Dell Technologies can answer the challenge by hosting these core business functions on Dell EMC VxRail. Adopting VxRail minimizes the need to maintain legacy infrastructure and is capable of delivering mission-critical response times. VxRail is an enterprise-class, hyperconverged appliance that allows administrators to manage compute and storage with a single platform. There is no need to deploy or maintain separate arrays and storage networking hardware with VxRail. Its policy-based management removes the burden of provisioning and modifying numerous LUNs and data services. With its consistency and flexibility, VxRail provides the simplest path from server virtualization to hyperconverged infrastructure and true hybrid cloud architecture.
This document showcases VMware best practices and design guidelines for the Epic Operational and Analytical databases on Dell EMC VxRail.
Overview and Purpose
VMware and Epic have conducted the initial testing that has indicated that VxRail provides acceptable performance for small to medium-size environments.
This best practice guide is focused on deploying and managing Epic Operational and Analytical Databases on VxRail. These best practices are determined by:
- Following Epic Operational Database, and Cogito storage best practices.
- Using Epic provided test tools to simulate ODB and Cogito production workloads.
- Determining the optimal performance and configuration for Operational Database and Cogito in a single 6-node VxRail cluster.
For the most recent status of VMware vSAN™ on Dell EMC VxRail with Epic, contact your Epic representative for the most current Storage Products and Technology Status Guide.
Key Takeaways
- Dell EMC VxRail can deliver predictable and consistent performance for Epic Operational and Analytical Databases in well prescribed architectures and scenarios.
- A solution configuration of one 6-node VxRail cluster with two five-disk-group, is capable of hosting both the Epic Operational and Analytical databases.
- vSAN storage policy-based management provided the key to consistent performance during run-away report testing.
- A non-blocking, high-buffer count 10/25GbE or greater switch is required - if you have questions please contact your Dell EMC representative.
- Hosting both databases on a single 6-node cluster provides cost savings in both administration and acquisition of the infrastructure.
- Consult with your Dell EMC and Epic representatives before procuring any hardware or starting your VxRail and Epic project.

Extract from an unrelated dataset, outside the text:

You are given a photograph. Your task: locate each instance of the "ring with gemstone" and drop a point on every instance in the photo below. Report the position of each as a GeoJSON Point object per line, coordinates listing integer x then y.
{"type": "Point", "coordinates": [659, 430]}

Selecting the wrong hardware may result in a sub-optimal configuration and possibly impact performance.
- Refer to your Epic Hardware Configuration Guide for hardware and storage specifications tailored to your organization.
Business Values
Here are top 5 benefits to deploying Epic EHR on VxRail:
- Rapid deployment and configuration: Native VxRail deployment process of HCI infrastructure and VxRail Manager in a single deployment workflow of vCenter, the ESXi, and vSAN layers of VxRail.

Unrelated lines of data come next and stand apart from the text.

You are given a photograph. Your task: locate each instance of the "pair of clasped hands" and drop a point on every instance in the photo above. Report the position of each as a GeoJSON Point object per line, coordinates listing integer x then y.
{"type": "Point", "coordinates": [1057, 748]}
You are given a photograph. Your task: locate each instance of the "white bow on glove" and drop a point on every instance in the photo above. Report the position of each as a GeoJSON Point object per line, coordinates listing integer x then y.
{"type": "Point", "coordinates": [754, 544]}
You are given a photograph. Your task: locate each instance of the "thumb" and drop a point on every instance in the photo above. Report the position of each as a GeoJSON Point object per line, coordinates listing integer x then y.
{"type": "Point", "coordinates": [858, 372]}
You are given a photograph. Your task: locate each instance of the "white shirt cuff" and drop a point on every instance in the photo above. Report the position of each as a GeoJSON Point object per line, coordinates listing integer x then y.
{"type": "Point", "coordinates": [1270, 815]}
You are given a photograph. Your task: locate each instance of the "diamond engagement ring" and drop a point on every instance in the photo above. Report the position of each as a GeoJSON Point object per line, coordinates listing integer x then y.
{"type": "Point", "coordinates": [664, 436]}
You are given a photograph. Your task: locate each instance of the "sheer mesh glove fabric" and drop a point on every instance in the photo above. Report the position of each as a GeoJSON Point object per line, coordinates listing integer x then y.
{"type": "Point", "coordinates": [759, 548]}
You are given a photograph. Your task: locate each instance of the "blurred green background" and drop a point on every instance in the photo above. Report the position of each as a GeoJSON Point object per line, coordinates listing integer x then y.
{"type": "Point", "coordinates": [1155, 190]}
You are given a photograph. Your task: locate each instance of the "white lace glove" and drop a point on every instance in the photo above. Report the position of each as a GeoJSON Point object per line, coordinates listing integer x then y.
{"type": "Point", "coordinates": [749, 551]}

- High performance and scalable hyperconverged infrastructure ensures consistent performance and predictable scalability for mission-critical EHR workloads, which makes administration and monitoring easier for Epic and infrastructure administrators.
- Automated Lifecycle Management: Minimize Epic workload impact and downtime during necessary patching and upgrading of the full private cloud stack using automated and self-managed services.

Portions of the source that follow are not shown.